Under The Tiger's Claws: A Struggle for the Right
Library of Alexandria
“Well, my dear Gilsey, I rather think I can land him for you,” declared Nick Carter, with an odd smile lurking in the corners of his keen, gray eyes. “But that will not do, Nick,” protested Mr. Raymond Gilsey, with an immediate display of apprehension. “Not do, sir?” “It may not be what I want.” “Not what you want?” “Not exactly, Nick,” and Mr. Raymond Gilsey decisively shook his head. He was a venerable banker, with a remarkably gentle and benevolent countenance. He was the president of the Milmore Trust Company, a banking-institution located in Forty-second Street, the patrons of which consisted chiefly of business firms in the immediate neighborhood, and of wealthy women, to whom the up-town location of the bank was a convenience. It was in Mr. Gilsey’s handsome private office that Nick Carter was seated, one afternoon early in May, in response to a telephone request from the banker about an hour before. Between the two there existed a friendship of long standing, and the celebrated detective had hastened to respond. As yet, however, he had received but a hint at the business for which he had been called, and he wondered a little at the banker’s obvious misgivings, as appeared in his remarks noted above. “Please explain, Mr. Gilsey,” said Nick. “Certainly, if there is a deficit in your cash, and you suspect—— Ah, but stop a moment.
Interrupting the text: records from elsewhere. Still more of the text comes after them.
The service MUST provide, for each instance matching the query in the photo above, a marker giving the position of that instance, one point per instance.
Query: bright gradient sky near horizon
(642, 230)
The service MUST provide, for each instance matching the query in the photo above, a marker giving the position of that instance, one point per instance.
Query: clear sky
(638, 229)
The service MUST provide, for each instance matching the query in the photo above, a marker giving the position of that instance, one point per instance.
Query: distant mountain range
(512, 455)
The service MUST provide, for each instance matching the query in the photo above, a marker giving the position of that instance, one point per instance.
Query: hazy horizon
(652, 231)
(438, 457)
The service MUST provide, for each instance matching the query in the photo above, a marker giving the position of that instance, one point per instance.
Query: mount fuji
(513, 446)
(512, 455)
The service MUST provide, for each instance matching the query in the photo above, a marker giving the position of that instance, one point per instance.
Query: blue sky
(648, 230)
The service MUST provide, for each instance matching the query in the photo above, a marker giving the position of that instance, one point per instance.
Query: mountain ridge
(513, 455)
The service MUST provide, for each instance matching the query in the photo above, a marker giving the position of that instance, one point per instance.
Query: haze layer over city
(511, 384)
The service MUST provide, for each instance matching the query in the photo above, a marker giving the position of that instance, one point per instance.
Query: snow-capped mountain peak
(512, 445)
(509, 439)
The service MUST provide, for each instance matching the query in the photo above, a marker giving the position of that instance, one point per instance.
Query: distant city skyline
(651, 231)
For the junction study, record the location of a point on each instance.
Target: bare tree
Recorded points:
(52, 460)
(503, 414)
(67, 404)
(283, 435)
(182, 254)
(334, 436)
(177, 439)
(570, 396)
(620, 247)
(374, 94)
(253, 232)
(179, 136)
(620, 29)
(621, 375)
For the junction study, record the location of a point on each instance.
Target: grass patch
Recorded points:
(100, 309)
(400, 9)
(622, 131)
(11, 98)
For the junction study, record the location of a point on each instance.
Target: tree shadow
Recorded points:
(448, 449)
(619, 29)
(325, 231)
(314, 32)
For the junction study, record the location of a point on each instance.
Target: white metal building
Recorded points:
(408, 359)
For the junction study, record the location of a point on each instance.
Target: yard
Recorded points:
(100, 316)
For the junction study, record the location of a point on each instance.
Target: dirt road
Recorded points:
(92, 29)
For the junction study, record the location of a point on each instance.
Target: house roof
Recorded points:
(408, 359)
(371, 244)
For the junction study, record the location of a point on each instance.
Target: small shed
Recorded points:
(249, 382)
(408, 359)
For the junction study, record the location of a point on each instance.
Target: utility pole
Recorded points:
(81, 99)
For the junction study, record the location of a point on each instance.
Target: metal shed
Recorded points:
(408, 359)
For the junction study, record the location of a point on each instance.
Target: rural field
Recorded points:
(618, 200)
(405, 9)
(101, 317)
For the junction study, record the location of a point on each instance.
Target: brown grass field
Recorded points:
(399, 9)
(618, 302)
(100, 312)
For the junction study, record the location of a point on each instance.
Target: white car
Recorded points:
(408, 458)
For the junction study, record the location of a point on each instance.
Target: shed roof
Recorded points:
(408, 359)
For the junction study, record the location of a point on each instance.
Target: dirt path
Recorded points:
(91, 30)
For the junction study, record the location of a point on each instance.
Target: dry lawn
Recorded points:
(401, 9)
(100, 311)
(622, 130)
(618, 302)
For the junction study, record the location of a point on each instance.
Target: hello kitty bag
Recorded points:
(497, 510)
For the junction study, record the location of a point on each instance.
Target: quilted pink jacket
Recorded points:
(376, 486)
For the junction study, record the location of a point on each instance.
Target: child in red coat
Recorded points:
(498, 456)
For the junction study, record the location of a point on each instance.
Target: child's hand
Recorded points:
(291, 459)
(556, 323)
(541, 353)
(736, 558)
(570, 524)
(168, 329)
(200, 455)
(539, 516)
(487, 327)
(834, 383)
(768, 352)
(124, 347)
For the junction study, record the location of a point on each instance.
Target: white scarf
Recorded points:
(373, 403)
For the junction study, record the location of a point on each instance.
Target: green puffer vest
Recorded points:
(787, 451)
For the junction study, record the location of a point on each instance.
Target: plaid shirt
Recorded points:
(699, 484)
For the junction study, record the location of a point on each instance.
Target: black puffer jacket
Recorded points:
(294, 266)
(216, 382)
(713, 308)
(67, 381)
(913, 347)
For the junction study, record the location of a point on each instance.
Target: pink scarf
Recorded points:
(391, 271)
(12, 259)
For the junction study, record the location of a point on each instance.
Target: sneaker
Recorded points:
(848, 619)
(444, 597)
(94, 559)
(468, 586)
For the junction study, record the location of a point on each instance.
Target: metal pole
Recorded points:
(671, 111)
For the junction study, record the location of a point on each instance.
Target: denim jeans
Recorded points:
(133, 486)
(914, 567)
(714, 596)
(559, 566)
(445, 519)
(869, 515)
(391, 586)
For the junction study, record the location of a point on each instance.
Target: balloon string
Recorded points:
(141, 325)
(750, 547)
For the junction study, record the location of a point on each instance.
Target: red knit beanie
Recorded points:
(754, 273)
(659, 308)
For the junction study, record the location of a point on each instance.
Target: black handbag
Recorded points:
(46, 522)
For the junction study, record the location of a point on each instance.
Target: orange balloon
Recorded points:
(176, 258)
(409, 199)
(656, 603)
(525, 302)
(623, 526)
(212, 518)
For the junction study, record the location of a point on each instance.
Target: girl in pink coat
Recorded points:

Perhaps it will be just as well, my dear Gilsey, if our interview——” The last, spoken with lowered voice, was considered with a significant glance in the direction of Gilsey’s private stenographer, who sat busily engaged near one of the office windows, and Nick’s glance was equivalent to a suggestion that the presence of a third party might wisely be dispensed with. This third party was a young woman named Belle Braddon, apparently about twenty-five years of age. Certain features about her, however, which Nick’s keen eyes were quick to notice, indicated that Miss Braddon was in divers ways experienced beyond her years. She was that type of girl quite properly termed dashing. Her figure was striking, her face handsome, with mobile red lips, alluring blue eyes, and cheeks with a soft tinge of color not entirely their own. She had, too, an unusual abundance of wavy auburn hair, which was then arranged in picturesque disorder. Regarded from top to toe, she was decidedly noticeable, and the style of girl to which most men are quick to respond.